キャッシュ・フローの状況の分析については、「第2 事業の状況 3 経営者による財政状態、経営成績及びキャッシュ・フローの状況の分析 (1) 経営成績等の状況の概要 ③ キャッシュ・フローの状況」に含めて記載しております。
④ 重要な会計上の見積り及び当該見積りに用いた仮定
当社グループの連結財務諸表は、わが国において一般に公正妥当と認められている会計基準に基づき作成されております。

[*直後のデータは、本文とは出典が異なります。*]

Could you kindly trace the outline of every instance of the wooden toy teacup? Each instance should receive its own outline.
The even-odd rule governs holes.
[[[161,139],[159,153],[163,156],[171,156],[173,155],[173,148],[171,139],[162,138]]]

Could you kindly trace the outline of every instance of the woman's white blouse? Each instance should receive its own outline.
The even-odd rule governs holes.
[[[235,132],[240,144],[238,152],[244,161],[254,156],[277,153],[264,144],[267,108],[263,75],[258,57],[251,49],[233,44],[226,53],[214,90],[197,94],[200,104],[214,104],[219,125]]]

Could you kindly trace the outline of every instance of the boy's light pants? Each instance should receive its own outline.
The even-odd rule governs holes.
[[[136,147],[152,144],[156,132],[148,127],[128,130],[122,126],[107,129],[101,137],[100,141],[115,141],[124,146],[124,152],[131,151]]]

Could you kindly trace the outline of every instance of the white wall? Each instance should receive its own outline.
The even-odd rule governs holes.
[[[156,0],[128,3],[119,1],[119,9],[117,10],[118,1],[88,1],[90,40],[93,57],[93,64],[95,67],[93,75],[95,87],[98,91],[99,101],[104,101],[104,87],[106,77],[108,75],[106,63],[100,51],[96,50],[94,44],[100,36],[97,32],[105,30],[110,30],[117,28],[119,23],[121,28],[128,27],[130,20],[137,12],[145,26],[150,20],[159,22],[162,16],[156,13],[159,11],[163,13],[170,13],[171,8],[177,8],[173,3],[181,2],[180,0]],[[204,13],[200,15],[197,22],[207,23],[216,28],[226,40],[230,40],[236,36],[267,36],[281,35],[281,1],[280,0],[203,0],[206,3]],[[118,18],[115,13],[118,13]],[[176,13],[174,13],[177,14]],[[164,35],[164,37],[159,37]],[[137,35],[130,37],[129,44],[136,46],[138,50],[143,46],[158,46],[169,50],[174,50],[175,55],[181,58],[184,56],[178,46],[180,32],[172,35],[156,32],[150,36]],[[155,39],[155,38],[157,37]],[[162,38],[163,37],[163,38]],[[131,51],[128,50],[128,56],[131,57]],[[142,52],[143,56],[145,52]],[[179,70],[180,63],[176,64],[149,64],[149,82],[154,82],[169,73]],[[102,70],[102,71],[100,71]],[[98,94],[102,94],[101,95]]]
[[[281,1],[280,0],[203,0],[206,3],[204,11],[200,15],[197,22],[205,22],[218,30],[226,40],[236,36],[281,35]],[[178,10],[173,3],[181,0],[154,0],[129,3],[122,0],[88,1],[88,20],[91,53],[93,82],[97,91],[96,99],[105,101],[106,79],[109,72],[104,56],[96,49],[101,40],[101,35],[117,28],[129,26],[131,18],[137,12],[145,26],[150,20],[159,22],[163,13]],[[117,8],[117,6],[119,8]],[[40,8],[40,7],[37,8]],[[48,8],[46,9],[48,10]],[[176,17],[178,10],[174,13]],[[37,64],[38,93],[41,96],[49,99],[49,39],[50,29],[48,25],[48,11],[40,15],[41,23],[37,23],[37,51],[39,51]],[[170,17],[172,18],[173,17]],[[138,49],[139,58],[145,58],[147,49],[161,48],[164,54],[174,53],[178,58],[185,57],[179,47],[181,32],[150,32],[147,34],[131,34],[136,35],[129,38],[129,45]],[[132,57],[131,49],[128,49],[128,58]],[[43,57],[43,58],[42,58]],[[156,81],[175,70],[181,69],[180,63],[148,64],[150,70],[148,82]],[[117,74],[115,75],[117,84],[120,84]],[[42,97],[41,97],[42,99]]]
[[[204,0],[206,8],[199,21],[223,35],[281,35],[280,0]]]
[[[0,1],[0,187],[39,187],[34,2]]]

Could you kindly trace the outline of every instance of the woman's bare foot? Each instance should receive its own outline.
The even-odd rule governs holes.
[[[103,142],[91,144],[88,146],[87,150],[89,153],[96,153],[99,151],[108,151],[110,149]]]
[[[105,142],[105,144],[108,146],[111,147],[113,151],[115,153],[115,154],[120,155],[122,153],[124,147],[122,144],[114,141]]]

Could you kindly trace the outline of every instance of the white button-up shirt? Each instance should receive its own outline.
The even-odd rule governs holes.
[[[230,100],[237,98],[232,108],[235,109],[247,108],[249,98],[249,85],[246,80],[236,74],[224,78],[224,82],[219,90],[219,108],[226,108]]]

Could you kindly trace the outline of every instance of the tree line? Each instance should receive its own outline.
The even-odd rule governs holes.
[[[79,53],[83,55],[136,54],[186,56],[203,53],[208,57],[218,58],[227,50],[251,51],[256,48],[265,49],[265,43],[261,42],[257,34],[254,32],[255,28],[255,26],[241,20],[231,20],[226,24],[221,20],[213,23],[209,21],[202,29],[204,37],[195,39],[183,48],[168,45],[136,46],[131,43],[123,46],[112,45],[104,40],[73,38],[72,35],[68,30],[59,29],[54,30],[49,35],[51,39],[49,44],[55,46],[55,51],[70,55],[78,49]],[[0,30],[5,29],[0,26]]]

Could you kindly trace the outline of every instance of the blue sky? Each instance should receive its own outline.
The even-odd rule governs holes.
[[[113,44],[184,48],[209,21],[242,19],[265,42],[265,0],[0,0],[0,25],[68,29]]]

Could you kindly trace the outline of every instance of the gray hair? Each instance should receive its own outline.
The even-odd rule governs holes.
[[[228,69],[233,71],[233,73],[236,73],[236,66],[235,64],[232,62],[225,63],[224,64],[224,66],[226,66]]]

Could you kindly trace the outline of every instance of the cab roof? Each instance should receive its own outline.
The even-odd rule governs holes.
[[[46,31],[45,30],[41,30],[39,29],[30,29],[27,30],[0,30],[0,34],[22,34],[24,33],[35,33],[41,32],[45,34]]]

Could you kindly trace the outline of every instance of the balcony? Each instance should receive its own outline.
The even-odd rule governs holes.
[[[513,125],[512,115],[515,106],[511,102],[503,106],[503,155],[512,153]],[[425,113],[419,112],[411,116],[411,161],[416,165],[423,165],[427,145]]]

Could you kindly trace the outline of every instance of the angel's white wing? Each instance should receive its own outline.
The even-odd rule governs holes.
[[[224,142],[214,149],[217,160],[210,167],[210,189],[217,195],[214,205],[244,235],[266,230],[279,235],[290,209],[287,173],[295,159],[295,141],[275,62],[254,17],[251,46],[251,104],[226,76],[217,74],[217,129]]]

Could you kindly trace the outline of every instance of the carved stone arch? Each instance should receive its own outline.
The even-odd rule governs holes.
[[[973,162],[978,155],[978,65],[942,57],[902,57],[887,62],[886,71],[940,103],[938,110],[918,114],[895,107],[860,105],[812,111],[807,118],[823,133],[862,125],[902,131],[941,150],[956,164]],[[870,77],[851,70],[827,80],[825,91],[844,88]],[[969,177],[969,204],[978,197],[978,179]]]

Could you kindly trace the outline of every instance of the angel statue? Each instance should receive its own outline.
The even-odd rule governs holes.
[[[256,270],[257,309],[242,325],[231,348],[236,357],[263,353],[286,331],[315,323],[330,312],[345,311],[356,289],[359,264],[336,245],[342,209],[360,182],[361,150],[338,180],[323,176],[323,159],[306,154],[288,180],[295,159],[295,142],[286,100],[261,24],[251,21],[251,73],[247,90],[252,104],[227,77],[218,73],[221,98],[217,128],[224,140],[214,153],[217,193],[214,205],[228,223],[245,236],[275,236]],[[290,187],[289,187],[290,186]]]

この連結財務諸表の作成にあたり、経営者の判断に基づく会計方針の選択・適用、資産・負債及び収益・費用の報告金額並びに開示に影響を与える見積りが必要となります。これらの見積りについては、過去の実績等を勘案し合理的に判断しておりますが、実際の結果は見積りによる不確実性のため、これらの見積りとは異なる場合があります。詳細につきましては、「第5 経理の状況 1 連結財務諸表等 (1) 連結財務諸表 注記事項 連結財務諸表作成のための基本となる重要な事項」に記載しております。連結財務諸表の作成にあたって用いた会計上の見積り及び仮定のうち、重要なものは「第5 経理の状況 1 連結財務諸表等 (1) 連結財務諸表 注記事項(重要な会計上の見積り)」に記載しております。